We did a job recently with the ad agency Noble for their client Reckitt who makes Frank’s Red Hot, French’s Mustard and Cattleman’s BBQ sauce. It was quite the challenge on a number of levels. The main reason for the challenge was timing. As happens so often in this business we did not get approval on the job until 4 days before we had to shoot and yet we needed to shoot 12 images that required multiple locations and dozens of models. Oh, and they had a very limited budget...Oh, and we were shooting 2 other jobs before this one. Under any normal circumstance this would not have been possible due to not enough time to scout or cast that many people and locations. The only reason it worked was because of the databases we have been building of models and locations and my eight year on-going relationship with Noble who trusted I could pull it off with the resources I had on hand… because I said I could.

For the last year we have been asked on numerous occasions to get models at a price most professional models wouldn’t even consider. It is happening, unfortunately, more often than it should, and while we always try to get the best possible price for all our models sometimes we are forced to go another route. This job had no where near the budget for 12 models which was what we needed so in addition to using the same models for more than one shot we had to find “real talent” models who were starting out or simply enjoyed doing it as a second job. We have now done this a number of times and in the process built a database of all these people that we can email to a client immediately. In fact, we had done some of this casting for another job with Noble on Sam’s Club so they knew some of the people we were considering.

The next hurdle was locations. I have been shooting in restaurants in the Boston area now for nine years and along the way shot many of them for a location database as well as developing some great relationships with the owners and Chefs of these places. The trick was to find places that worked for more than one shot and/or be close to each other since we would have to move a very large crew from one to the next. Again, Noble trusted that I could pull it off.

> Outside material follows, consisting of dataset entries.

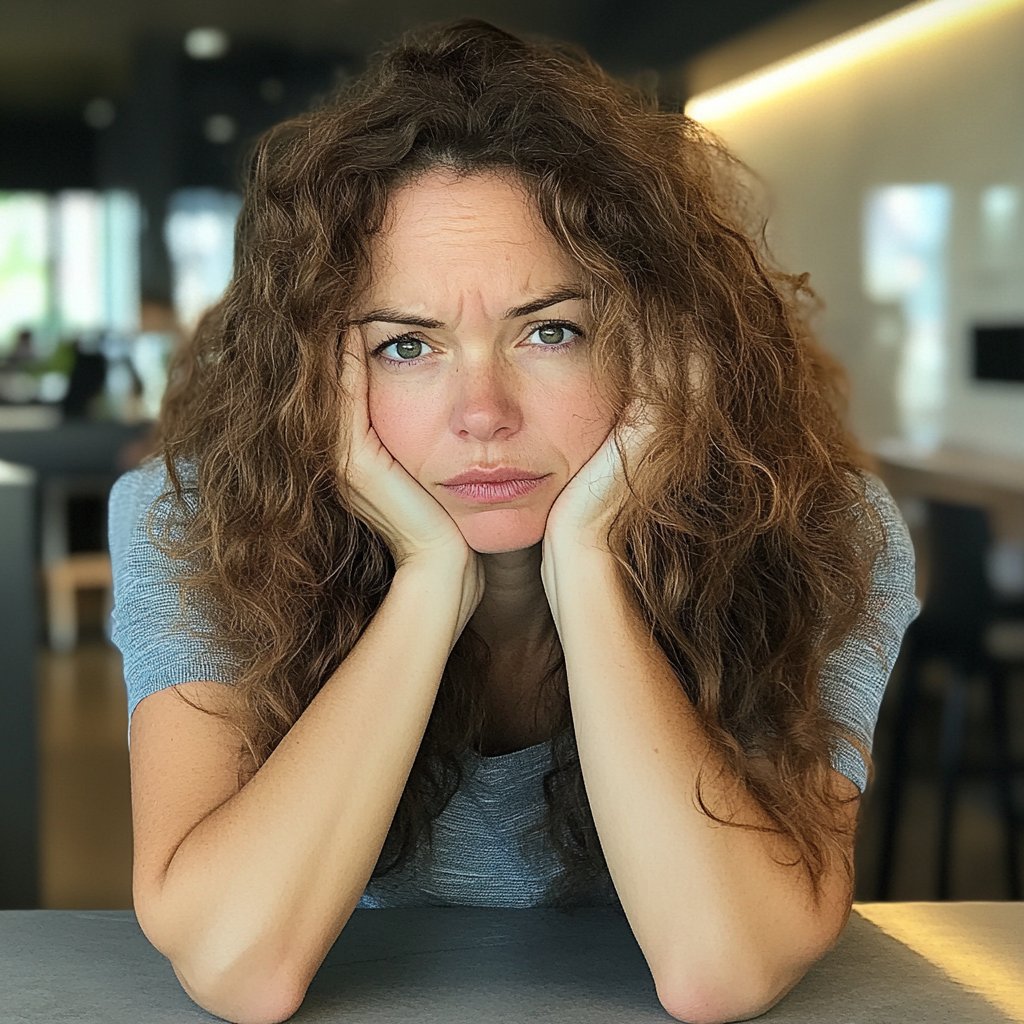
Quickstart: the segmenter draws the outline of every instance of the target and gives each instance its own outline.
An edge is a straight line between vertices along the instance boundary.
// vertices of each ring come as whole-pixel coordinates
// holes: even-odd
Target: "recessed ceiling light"
[[[219,28],[194,28],[185,34],[185,52],[193,60],[216,60],[230,45],[227,32]]]
[[[89,100],[82,111],[82,117],[90,128],[109,128],[117,116],[117,109],[104,96]]]
[[[210,142],[223,145],[238,134],[238,125],[227,114],[213,114],[203,122],[203,134]]]
[[[284,98],[284,82],[280,78],[264,78],[260,82],[260,96],[268,103],[278,103]]]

The final challenge ended up being lighting since I ended up needing to make one of the locations look more like there were lots of TV’s lighting it. We gelled a number of strobes with blue for the TV light on my main subject Victor and then had 4 others around the bar in different areas with warming gels to give the bar an overall lighting effect and then one final light with no gel and a tight grid spot on the wing in Victors hand to light the food which was most important. The image was supposed to be over the top for Frank’s. Victor who I worked with on Sam’s Club (October 2008 blog) was, of course, up to the task.

Here is another final ad they did for Franks – also supposed to be “over the top” (in more ways than one….)

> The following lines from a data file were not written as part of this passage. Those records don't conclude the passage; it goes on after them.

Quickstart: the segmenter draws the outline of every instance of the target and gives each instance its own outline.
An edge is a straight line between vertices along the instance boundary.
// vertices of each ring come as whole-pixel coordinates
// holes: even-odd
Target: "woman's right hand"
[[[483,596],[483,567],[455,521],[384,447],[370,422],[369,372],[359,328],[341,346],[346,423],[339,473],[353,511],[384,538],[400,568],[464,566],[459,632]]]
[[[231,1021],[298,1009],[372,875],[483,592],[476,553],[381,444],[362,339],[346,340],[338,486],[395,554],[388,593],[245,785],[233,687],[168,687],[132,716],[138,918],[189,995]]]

So there wasn’t much pressure on this job…four days, five locations, 12 models and 12 shots, it made for a busy pre-production! The pressure, by the way, I put on myself, mostly because if I say I can do something, I make damn sure I can do it well, otherwise I won’t take the job.

That said there were moments, when with numerous changes from the client side and no time to be wasted, that the art director Rob and I felt a little stress while waiting for them to make up their minds about this or that. Hey, it happens all the time on shoots, but then when it did on this one , Rob and I decided to have some fun and take a shot of the two us and the account executive Darcy and send it back to his bosses (and my friends) Dan Stewart and Steve Popp at Noble.

For those of you who are squeamish or your humor tends to lean towards the lighter side– stop here! For everyone else I hope you have relationships with your art directors as trusting as the one Rob and I have.

Don’t worry no art directors or account executives were harmed in the filming of this production…at least not physically.